Frances Day hands over the keys to daughter Bridget Hoult and her husband Bevan. Photo: Sara Hollyman.
Intergenerational businesses are slowly becoming a thing of the past in the funeral industry, but not for Bridget and Bevan Hoult, who have just become the fourth generation to step into the shoes of running one of the region’s most recognised funeral providers.
Bridget Hoult (nee Day) remembers going out with her grandfather and father on long drives in the hearse when she was just a young child. She says it was her job to keep everyone awake.
“I don’t know if I was much good at that, I normally fell asleep as soon as we got on the road.”

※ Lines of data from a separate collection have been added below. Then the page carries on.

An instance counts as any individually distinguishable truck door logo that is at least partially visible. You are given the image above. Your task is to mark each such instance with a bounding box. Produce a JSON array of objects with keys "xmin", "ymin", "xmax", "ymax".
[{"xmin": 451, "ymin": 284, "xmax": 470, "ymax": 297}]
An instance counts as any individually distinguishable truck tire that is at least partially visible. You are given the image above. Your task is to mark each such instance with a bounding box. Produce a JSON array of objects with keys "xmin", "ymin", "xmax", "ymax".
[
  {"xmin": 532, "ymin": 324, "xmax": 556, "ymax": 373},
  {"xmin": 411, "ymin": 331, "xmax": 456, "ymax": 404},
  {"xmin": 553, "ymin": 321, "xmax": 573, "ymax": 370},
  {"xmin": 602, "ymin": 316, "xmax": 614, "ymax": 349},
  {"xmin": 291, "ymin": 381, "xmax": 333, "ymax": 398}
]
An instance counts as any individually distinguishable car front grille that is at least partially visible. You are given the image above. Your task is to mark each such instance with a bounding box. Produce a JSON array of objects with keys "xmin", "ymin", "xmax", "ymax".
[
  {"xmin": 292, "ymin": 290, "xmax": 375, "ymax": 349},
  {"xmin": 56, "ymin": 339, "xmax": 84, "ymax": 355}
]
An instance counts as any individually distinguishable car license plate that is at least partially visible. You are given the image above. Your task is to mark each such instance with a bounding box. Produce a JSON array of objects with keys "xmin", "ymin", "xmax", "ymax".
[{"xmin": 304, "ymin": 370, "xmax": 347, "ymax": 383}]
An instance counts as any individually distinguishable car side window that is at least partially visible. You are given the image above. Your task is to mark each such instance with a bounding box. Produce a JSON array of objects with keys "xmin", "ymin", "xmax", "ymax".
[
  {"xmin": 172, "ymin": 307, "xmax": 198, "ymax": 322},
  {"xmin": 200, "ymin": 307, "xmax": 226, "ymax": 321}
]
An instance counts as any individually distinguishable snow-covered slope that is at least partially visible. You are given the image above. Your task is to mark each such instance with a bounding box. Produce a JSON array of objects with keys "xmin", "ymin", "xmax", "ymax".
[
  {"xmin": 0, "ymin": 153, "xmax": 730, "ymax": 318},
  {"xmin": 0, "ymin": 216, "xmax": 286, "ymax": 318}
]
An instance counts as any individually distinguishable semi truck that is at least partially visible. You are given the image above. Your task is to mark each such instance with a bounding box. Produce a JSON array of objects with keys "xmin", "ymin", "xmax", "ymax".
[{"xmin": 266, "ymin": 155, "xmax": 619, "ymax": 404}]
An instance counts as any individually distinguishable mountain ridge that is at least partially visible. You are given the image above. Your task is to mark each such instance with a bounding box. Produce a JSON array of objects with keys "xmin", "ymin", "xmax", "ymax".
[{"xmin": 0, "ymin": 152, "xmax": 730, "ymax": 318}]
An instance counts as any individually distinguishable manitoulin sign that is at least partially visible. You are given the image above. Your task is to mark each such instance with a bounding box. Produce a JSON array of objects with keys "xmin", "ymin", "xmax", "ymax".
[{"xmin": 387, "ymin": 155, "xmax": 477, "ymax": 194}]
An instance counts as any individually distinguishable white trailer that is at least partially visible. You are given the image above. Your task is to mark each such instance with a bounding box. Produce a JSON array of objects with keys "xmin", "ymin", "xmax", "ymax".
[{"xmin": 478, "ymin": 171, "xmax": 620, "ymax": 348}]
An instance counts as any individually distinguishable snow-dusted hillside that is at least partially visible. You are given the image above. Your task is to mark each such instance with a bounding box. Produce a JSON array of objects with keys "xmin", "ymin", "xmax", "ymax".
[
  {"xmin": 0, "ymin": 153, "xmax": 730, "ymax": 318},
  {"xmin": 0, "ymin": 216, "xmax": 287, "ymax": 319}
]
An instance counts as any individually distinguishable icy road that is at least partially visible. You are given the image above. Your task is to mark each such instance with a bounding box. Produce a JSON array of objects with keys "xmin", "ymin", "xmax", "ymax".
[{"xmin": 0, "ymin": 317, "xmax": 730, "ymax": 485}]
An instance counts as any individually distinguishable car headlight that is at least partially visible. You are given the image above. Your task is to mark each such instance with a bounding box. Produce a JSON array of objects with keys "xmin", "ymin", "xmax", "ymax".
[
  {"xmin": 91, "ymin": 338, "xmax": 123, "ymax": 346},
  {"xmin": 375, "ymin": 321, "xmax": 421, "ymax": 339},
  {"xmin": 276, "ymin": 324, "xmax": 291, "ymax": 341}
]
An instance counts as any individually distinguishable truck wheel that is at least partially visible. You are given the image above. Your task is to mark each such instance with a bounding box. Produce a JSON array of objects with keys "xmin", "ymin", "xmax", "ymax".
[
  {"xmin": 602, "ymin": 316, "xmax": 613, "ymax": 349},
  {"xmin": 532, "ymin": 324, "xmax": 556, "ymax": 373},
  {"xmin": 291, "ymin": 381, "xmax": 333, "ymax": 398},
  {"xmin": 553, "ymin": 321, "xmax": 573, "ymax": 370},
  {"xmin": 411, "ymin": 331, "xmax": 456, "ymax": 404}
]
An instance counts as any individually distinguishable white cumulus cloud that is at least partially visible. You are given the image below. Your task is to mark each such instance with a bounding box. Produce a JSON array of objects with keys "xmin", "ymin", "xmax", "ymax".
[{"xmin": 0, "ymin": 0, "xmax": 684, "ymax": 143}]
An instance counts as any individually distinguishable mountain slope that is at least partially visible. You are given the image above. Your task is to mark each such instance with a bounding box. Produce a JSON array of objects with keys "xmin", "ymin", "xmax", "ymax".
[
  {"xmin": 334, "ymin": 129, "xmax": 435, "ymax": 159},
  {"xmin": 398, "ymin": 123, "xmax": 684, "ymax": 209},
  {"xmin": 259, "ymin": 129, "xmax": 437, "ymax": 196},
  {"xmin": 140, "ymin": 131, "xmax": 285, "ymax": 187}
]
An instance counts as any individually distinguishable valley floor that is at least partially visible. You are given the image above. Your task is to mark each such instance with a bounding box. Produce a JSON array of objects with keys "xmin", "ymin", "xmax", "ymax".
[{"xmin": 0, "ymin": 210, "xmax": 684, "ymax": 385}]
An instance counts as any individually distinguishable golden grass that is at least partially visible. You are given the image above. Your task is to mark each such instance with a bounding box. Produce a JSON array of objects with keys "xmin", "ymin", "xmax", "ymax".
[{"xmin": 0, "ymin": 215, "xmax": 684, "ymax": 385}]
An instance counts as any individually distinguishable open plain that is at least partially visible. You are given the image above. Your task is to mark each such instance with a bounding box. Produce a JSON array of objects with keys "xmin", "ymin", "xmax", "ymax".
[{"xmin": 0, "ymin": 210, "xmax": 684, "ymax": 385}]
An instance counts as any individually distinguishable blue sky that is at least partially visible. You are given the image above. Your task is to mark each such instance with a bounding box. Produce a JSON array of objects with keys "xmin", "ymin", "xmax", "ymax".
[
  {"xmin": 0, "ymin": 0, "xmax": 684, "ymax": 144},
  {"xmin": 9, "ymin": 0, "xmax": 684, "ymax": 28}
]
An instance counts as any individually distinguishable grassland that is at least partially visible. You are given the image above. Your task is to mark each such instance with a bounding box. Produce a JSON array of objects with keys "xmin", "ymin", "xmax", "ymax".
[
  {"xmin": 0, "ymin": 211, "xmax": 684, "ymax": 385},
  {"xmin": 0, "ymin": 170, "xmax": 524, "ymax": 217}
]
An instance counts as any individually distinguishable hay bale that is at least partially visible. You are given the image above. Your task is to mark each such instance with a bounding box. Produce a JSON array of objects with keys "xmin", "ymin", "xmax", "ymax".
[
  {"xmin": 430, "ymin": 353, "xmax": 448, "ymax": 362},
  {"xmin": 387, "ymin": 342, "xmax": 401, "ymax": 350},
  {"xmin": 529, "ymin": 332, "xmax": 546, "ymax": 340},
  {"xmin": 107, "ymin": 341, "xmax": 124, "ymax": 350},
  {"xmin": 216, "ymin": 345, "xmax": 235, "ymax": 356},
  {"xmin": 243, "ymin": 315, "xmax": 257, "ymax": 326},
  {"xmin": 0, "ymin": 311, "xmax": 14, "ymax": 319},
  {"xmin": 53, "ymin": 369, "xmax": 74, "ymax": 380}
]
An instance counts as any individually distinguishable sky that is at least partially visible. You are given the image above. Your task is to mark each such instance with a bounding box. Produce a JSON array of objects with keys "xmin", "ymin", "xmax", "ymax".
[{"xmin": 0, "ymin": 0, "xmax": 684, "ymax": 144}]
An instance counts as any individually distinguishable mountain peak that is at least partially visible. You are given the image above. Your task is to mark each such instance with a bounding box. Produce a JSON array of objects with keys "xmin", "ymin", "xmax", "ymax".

Her family has run Day’s Funeral Services, formerly P Day & Son - the umbrella company of Marsden House, Waimea Richmond Funeral Services, Nelson Tasman Cremations and Golden Bay Motueka Funeral Services and the Hope Gardens of Remembrance Crematorium, since the early 1900s. Bridget remembers her first paid employment being in the funeral home while she was still at school.
“I’d clean the hearses and help my grandmother with the catering for services, in hindsight this was probably where my interest in becoming a funeral director started.”
The company became the first in New Zealand to introduce catering at funeral services.
Bridget took time out from the industry for a while, reconfirming that it was where she still wanted to be. Fast-forward a few decades and Bridget, along with husband Bevan, have taken the reins from her father and are now the proud owners of Day’s Funeral Services.
“I haven’t always worked here in the industry,” she says. “I took myself off overseas for 10 years where I did some teaching in England.”
But Nelson, family, and the family business, eventually called her home.
Upon her return, Bevan was working at the company as a funeral director and embalmer. The pair reconnected after going to school together in earlier years, married and had three daughters.
The couple then moved to Motueka to run the funeral home there for 10 years, raising their family, before heading to Southland.
“We got a call a few months ago from dad saying it was time for him to put his feet up and asking if we would consider moving home and purchasing the business,” Bridget says.
They say it wasn’t an instant decision, but after some consideration, was one they were happy to make.
“Southland is a wonderful place, we had a good group of friends,” Bevan says. “Family is so important to us and with two of our daughters in Central Otago and another on the West Coast it was a hard decision to make, but one we are happy to have made.”
The couple are both qualified funeral directors and embalmers with Bevan labelling the work as a real privilege.
“You’re with people when they’re at their most vulnerable, there’s not many people that can help people through those initial stages of grief,” he says. “You also hear some fascinating stories about what people have done with their lives.”
“Sadly, we look after people in terribly sad situations, for example, families who have lost a stillborn, but that baby has still left a mark on their lives,” he says.
“Everyone has left their mark on this world,” Bridget adds.
The couple have strong family heritage across the region.
“There would not be many areas in the district that does not have an ancestral connection for one of us,” Bevan says.
“We’re not a corporate company, we are people that you meet on the street, people that you meet in the community. It’s a bit like our family looking after their family,” Bevan says.
As for their own children joining the family business ... “Time will tell,” they both say.